Healthcare Part III: Fixing a Broken System

By: Dale J. Buchberger, PT, DC, CSCS, DACBSP

Last month’s article left off speaking of the coding aspect of health care and how the insurance industry creates and maintains an inefficient system. Now, I will itemize key areas of repair that will improve the efficiency and delivery of healthcare in the United States.

It is a common misconception that the health care system is broken. The health care system is not broken; the third party reimbursement system is broken. Health care services in the United States are the best in the world.

Health care has become a contract between the health care provider and the 3rd party insurance company. The patient has become a bystander in his or her own care. Yet it is the patient (or patient’s employer) that pays the premiums for “discount” care. That is exactly what they get, “discount” care. The basis of the insurance industry is to sell a product the buyer won’t use. You (your employer or both) pay excessive premiums, an excessive co-payment and the insurance carrier pays a minimal reimbursement. In the process, the insurance carrier laughs all the way to the bank. As an employer the insurance plan we carry costs $10,000/year for an employee plus one dependent. That is not a type-o. This is how the health insurance industry is killing small business and choking the economy in the United States. Just this week a patient confided to me that they “couldn’t continue to be treated because I can’t afford my co-payment”. His co-payment was $50/visit. This means his insurance carrier paid $5 of the $55 contracted fee. The formula is simple: Excessive premiums + Excessive co-payment = Insurance carrier price gauging. Fix the price gauging and many of the dominos fall into the correct place. The insurance carrier’s portion should not be less than the co-payment.

Because of these complicated discount contracts health care offices are forced to hire excessive staff to process the minutia of paper it requires to receive the discounted fee. Some offices not only have insurance staff but they have specific individuals for each specific type of insurance such as Workers compensation, Medicare, group plans etc. They even have to hire special “coders” to figure out what to bill the carrier or minimize rejected claims for the discounted fee. So as I said in last months article, simplifying the coding and billing procedures is the first line of correction.

In the meantime, insurance carrier CEO’s continue to receive inflated salaries and inflated year-end bonuses. Why don’t they receive the 2% cost of living increase the rest of us hope to receive? They receive the 7-figure bonus and we receive a double-digit increase in premiums. The providers don’t see an increase in reimbursement and there is no improvement in care.

Below are my key points in the process necessary to repair the access, delivery and reimbursement of health care. This is not the entire plan but it is a start.
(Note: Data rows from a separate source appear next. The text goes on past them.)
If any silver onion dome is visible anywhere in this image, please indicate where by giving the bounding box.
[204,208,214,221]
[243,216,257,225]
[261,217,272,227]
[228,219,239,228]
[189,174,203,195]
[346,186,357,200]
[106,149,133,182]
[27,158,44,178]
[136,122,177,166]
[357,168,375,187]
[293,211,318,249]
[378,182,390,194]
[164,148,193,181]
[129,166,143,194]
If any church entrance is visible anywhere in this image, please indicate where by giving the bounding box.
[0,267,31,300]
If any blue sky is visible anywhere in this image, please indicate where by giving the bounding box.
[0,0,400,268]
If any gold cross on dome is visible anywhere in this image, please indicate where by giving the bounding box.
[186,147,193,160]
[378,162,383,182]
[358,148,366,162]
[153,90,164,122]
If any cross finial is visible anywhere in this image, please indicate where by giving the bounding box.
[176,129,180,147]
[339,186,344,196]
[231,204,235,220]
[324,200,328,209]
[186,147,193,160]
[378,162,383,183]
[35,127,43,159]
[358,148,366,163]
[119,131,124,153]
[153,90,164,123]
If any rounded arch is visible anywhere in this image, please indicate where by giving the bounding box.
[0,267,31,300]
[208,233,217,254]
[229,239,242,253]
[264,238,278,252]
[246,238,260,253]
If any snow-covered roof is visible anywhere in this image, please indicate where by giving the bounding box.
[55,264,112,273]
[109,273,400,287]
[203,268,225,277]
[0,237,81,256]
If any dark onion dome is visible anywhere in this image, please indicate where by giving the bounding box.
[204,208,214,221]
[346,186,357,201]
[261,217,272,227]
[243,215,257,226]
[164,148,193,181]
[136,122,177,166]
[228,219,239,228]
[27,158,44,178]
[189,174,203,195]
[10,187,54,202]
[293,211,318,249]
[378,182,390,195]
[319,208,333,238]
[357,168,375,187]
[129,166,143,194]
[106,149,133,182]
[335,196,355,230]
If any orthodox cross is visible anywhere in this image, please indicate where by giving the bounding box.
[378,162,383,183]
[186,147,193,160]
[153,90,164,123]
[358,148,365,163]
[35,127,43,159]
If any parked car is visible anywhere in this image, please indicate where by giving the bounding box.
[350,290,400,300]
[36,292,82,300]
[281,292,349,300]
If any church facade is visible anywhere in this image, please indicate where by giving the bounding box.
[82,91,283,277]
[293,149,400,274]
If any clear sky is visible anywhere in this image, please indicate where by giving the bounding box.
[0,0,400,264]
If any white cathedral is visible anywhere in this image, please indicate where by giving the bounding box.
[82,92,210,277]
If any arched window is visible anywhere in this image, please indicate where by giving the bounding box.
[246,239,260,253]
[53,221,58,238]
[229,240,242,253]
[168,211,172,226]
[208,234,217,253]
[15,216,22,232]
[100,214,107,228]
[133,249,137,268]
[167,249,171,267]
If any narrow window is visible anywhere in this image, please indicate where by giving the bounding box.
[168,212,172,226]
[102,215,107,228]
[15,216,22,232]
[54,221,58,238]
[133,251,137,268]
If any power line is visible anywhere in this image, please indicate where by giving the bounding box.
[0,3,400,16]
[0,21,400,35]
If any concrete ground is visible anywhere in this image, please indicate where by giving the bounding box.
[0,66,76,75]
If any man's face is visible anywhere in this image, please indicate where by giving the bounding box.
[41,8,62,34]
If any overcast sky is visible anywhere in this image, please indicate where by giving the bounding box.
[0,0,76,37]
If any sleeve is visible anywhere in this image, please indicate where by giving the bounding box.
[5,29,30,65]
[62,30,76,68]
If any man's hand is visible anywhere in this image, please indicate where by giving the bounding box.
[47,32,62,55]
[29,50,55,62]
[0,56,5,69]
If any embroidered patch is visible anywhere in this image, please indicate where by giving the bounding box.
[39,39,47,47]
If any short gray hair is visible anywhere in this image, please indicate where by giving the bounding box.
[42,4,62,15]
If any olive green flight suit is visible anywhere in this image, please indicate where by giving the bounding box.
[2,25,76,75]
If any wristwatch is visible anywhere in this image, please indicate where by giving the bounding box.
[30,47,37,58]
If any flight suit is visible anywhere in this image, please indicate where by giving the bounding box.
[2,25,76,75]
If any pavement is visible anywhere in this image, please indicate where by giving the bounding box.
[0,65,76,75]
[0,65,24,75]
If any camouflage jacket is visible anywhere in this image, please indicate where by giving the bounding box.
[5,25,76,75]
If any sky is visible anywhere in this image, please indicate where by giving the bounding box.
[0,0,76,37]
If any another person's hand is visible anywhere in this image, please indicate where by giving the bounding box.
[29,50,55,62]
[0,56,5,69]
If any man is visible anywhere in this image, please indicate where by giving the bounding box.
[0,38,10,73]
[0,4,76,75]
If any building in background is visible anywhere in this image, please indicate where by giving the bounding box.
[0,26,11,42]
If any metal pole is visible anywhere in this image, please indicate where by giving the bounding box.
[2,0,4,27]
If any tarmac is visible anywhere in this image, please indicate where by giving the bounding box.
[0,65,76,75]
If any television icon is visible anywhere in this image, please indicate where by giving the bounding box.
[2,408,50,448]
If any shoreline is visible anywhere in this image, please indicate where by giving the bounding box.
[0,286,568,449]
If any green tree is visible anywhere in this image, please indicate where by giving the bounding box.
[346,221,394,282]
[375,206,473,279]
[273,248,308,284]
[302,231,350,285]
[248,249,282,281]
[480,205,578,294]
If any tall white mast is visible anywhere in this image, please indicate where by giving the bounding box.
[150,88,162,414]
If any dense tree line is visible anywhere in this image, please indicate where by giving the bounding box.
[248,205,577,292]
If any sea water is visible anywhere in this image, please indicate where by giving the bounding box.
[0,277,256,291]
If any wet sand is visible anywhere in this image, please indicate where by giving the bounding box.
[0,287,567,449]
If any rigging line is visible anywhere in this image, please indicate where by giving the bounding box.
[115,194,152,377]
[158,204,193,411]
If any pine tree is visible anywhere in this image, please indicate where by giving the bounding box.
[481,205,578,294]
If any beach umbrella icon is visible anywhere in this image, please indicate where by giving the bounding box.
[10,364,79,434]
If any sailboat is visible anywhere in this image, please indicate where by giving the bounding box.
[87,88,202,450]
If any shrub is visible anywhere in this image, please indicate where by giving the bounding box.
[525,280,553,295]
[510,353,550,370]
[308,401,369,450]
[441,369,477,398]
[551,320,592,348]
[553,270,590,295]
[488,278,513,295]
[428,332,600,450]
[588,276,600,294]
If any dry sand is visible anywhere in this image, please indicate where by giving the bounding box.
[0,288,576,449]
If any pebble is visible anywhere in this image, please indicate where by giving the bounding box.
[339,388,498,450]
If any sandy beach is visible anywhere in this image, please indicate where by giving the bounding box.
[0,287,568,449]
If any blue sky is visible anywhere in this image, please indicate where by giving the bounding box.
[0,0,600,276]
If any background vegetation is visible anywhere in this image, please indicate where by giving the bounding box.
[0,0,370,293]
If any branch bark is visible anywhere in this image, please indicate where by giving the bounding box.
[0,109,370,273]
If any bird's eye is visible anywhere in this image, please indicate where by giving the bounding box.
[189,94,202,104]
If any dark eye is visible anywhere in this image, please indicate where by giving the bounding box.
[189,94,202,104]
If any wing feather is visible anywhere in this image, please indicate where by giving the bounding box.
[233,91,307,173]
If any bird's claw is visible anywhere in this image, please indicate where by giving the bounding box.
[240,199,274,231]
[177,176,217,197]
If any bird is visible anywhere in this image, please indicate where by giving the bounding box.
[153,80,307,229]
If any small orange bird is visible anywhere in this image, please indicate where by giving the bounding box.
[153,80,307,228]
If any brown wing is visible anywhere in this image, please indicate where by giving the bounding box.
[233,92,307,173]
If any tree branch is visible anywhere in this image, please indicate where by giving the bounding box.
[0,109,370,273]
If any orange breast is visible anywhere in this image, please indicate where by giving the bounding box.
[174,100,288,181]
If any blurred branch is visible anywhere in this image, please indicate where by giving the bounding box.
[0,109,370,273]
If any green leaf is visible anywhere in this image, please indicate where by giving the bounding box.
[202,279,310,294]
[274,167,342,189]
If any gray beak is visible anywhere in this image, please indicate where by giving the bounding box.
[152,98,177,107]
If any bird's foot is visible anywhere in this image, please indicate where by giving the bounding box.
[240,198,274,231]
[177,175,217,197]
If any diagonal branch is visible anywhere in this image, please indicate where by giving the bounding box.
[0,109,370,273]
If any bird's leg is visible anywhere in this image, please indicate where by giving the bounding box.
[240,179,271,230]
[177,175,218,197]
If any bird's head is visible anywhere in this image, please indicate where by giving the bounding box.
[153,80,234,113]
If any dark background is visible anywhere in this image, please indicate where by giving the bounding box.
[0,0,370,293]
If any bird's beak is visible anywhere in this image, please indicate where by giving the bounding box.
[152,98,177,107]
  1. As previously stated in article two, the ICD9 system needs to be restructured and expanded to provide higher specificity to treatable diagnoses. Higher specificity allows for better tracking of utilization.
  2. Expand the CPT system to include new and more effective treatments.
  3. Control administrative expenditure in 3rd party insurance companies. Reimbursements should be improved and premiums reduced before CEO’s bonuses.
  4. Eliminate insurance industry sponsorship of sporting arenas.
  5. Eliminate pharmaceutical company advertising on television. Wouldn’t you like to watch the news or a television show with your kids without being bombarded with Viagra and Cialis advertisements?
  6. Unify billing procedures for group, individual, Medicare, Medicaid, workers compensation, Etc. This in and of itself will reduce the paper chase and improve efficiency.
  7. Establish reasonable and customary fees NOT discount fees.
  8. Place the emphasis on quality care to fix problems instead of cheap care to band-aid problems.
  9. Reduce 3rd party over regulation!
  10. Establish real penalties for “insurance carriers” that clearly use “deny and delay” tactics.

My last recommendation would be for all federal and state elected officials including the President of the United States to pay an increasing percentage of their healthcare benefits over a four-year period. They would be responsible for 10% per year, cumulating at 40% individual contribution at the end of the four years. If they have to pay for it like we do they may actually try to fix the problem.

This is my top-10 of readily correctable health care issues. As you can see there was no mention of cutting services and no issue of raising the deficit. It is also evident that there is a direct connection between the price gauging of the health insurance industry and the state of our economy. Correcting many of these problems will allow health care providers to do what they were trained to do; care for you and your family.